A possible explanation - the "sampling window"
Steen Bay, on DPR, has suggested a possible basis for the anomaly. He asked whether, if the actual "effective acceptance dimensions" of the sensels were not tthe same in the two directions (even though the pitch was for all practical purposes identical), this could cause a difference in perceived resolution along the two axes.
I hark to my experience in digital telephony. There, when we think of sampling an audio waveform at a certain interval and then reconstructing it at the distant end, the "ideal" model has us taking an "instantaneous" sample - noting the voltage of the waveform only at the sample instants.
If we do that, then straightforward reconstruction restores the original waveform precisely (with no disturbance in its frequency content). (This assumes that the original waveform had all its frequency components below the Nyquist limit.)
In actual practice (especially in early practice), we actually measure the average voltage of the waveform over a modest finite interval centered on the desired sampling instant(s). One reason is that, were the time width of the "sampling gate" infinitesimal, the energy extracted from the waveform would be infinitesimal as well, and could not be read (or digitized)!

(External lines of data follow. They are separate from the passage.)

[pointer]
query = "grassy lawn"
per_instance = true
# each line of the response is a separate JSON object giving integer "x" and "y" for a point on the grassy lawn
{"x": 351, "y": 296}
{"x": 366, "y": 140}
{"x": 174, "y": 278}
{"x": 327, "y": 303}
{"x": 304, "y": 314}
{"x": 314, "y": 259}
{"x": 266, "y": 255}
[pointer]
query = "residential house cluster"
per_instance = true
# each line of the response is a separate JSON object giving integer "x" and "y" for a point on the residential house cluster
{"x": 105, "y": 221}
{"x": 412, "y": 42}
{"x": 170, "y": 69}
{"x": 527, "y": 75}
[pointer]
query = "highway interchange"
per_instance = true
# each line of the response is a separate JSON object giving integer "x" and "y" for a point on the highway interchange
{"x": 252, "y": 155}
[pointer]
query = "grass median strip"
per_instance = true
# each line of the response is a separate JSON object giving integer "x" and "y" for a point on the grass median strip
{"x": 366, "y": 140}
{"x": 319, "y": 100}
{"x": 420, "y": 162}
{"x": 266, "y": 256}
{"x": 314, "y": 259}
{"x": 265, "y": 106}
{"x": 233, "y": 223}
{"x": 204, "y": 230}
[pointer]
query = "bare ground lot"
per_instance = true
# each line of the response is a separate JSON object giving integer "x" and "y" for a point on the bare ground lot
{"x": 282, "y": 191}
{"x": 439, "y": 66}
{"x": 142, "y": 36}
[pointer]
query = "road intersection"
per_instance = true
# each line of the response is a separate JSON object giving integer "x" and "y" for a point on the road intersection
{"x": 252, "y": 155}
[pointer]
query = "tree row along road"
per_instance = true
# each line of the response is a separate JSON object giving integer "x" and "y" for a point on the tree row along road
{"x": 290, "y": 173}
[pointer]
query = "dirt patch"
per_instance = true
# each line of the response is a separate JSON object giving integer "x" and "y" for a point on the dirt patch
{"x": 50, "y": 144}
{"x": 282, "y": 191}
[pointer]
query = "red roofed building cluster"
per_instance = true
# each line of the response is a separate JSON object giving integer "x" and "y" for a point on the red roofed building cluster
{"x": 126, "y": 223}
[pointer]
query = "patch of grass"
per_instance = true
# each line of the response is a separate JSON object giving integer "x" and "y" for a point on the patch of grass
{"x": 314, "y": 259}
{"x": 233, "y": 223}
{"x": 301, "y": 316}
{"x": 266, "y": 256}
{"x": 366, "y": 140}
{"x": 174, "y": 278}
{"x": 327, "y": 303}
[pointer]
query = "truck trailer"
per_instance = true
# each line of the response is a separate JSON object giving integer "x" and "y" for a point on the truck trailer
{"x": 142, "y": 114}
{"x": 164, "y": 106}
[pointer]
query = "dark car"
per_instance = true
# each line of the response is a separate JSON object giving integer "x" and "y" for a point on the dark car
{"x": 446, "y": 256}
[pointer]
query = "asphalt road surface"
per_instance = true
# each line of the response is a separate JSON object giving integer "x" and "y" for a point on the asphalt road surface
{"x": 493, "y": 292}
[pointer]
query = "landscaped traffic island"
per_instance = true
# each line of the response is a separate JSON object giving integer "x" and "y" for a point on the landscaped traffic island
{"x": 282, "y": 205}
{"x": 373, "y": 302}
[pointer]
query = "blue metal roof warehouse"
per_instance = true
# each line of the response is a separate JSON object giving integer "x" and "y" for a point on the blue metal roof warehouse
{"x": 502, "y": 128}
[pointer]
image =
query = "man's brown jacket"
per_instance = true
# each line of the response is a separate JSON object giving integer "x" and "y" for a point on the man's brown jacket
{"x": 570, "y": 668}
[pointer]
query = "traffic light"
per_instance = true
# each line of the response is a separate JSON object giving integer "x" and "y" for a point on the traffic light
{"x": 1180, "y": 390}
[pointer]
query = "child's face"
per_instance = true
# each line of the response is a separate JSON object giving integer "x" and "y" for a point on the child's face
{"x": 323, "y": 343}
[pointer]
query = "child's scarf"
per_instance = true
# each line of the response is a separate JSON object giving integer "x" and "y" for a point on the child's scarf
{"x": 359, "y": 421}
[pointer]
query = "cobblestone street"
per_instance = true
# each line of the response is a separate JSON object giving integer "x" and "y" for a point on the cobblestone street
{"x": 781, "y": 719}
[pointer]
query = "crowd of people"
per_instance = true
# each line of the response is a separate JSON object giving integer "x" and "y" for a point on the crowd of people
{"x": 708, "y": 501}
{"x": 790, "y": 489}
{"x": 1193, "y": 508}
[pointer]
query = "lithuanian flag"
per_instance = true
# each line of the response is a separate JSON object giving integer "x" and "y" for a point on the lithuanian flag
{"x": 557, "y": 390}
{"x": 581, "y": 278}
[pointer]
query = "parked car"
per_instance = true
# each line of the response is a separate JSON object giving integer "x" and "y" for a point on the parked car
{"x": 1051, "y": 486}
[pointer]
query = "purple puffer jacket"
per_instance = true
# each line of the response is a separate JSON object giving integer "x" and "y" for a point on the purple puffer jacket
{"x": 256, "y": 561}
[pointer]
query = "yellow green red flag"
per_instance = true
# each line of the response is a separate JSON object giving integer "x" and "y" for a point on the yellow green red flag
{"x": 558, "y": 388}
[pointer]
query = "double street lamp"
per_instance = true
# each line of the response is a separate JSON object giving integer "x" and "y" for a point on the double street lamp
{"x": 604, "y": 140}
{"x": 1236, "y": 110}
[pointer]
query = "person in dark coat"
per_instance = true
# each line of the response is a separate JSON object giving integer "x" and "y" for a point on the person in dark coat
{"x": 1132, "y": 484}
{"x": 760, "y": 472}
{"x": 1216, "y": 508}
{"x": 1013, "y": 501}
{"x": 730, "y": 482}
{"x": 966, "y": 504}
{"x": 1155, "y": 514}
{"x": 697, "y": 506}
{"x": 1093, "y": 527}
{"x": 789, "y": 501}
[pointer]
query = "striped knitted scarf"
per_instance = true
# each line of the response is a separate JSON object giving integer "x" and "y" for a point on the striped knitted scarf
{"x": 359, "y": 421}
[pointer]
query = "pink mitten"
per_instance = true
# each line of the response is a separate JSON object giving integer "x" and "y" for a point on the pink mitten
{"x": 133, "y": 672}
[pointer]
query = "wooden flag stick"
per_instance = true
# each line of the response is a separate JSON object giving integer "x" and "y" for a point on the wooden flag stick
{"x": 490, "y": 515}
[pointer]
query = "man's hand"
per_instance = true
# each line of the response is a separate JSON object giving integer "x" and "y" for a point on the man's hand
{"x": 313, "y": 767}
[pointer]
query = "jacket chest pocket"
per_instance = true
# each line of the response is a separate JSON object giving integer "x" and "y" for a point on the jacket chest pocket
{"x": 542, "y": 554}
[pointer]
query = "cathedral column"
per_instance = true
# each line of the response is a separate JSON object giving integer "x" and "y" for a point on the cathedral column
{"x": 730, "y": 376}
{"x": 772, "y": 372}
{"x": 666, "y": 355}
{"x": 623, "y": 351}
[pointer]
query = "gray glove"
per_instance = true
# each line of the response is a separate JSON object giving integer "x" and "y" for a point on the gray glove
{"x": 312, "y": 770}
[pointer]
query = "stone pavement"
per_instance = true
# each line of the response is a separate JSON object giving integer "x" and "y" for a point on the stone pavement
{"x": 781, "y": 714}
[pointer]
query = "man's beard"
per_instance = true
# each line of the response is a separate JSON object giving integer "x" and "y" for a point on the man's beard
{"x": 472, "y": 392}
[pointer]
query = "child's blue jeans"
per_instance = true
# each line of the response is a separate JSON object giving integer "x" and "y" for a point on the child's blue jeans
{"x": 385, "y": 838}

When we use a finite-width sampling window, the reconstituted waveform is not identical to the original waveform, but is rather is that waveform as if passed through a filter with a certain frequency response.
In fact, we then compensate for that by passing the reconstructed waveform through a filter with the complementary frequency response, thus restoring the frequency content of the original waveform - restoring the waveform.
In our situation, the "width" of the effective receptive area of the sensel is closely parallel to the width of the sampling window I mention above. Changes in that, then, will affect the frequency content of the image - the spatial frequency response of the system. If we are thinking in terms of the MTF of the system, (and I mean where the MTF is plotted as a function of spatial frequency), that curve would differ depending on the width of the sampling window.
Our visual perception of the resolution limit comes down essentially to our deciding at what spatial frequency the MTF of the image falls below some non-quantified threshold - essentially, where the contrast is so reduced that we say "we can't see the individual bars".
Thus, if the MTF curve differed for the two directions as a result of the different "sample window widths", we would judge the resolution to be different.
Now, do we know how the "effective receptive dimensions" of the sensel (taking into account the working of the microlenses and such) compares in the two directions?
Just a thought.
Thanks to Steen Bay (and others) for introducing this possible consideration.
Best regards,
Doug